The significance of biofilms formation for commensalism and pathogenicity of Escherichia coli

Bacterial life in most natural environments involves surface attachment and biofilm formation. However, the contribution of the biofilm lifestyle in bacteria to their survival and pathogenicity remains poorly understood. This research plan is designed to investigate whether surface-associated growth plays an important role in commensalism and pathogenicity of Escherichia coli. Biofilm formation of a collection of commensal and pathogenic E. coli isolates will be assayed in in vitro biofilm models mimicking physiological conditions in the intestine and the urinary tract. Up to five different isolates will be further characterized by genetic analysis. Transposon mutagenesis in conjunction with a high-throughput screen will determine genetic factors utilized by different E. coli isolates for biofilm formation in vitro. In a parallel approach, I will apply micro-arrays and promoter-probe libraries to analyze global gene expression in E. coli biofilms.

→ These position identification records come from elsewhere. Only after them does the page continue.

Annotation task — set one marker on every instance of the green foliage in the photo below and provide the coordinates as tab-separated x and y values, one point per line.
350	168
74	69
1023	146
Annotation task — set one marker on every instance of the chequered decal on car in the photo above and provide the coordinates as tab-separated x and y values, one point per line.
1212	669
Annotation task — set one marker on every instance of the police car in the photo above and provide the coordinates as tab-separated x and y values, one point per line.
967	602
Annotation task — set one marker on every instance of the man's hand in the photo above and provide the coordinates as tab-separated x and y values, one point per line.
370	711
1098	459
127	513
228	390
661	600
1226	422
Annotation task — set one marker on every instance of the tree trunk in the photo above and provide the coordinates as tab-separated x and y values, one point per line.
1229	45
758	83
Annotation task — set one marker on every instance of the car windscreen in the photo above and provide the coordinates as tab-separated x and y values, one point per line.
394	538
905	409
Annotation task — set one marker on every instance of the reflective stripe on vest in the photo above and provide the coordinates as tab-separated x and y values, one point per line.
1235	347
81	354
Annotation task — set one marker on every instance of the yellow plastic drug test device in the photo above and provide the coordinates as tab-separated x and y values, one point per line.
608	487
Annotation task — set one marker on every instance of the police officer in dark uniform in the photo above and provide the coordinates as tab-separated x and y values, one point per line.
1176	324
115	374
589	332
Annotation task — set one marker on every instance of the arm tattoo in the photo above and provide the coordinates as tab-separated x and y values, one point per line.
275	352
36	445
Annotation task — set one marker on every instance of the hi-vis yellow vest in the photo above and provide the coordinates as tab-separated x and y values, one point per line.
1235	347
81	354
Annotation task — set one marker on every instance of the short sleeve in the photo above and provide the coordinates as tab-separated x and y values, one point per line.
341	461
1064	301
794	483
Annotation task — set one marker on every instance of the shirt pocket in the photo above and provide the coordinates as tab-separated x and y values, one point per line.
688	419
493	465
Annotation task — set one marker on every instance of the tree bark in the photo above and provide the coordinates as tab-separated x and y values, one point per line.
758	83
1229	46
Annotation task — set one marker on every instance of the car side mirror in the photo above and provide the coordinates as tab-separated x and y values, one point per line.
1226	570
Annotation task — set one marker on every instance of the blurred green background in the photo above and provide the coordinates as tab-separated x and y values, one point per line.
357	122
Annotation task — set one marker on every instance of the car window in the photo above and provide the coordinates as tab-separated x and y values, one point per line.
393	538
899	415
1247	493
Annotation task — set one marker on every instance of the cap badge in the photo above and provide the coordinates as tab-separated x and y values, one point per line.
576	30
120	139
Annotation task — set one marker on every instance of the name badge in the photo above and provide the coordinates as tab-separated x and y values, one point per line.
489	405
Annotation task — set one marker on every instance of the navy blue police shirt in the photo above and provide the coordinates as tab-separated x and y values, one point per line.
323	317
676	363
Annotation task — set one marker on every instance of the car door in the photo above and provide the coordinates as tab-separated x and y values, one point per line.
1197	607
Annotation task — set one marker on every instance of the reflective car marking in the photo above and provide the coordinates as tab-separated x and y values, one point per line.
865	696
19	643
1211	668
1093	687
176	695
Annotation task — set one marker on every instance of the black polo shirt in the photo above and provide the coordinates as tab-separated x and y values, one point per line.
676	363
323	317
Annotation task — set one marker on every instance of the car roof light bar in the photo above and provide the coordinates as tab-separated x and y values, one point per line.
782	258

Factors induced during biofilm growth will be identified. Green fluorescent protein reporter fusions will be used to determine the temporal and spatial expression of genes required and induced during biofilm development. Finally, I propose to apply an in vivo mouse model to investigate the contribution of the identified pathways to survival and pathogenicity of E. coli in the intestine and the urinary tract. The proposed research will provide insights into the pathogenicity of E. coli and should lead to improved strategies for combating emerging E. coli infections.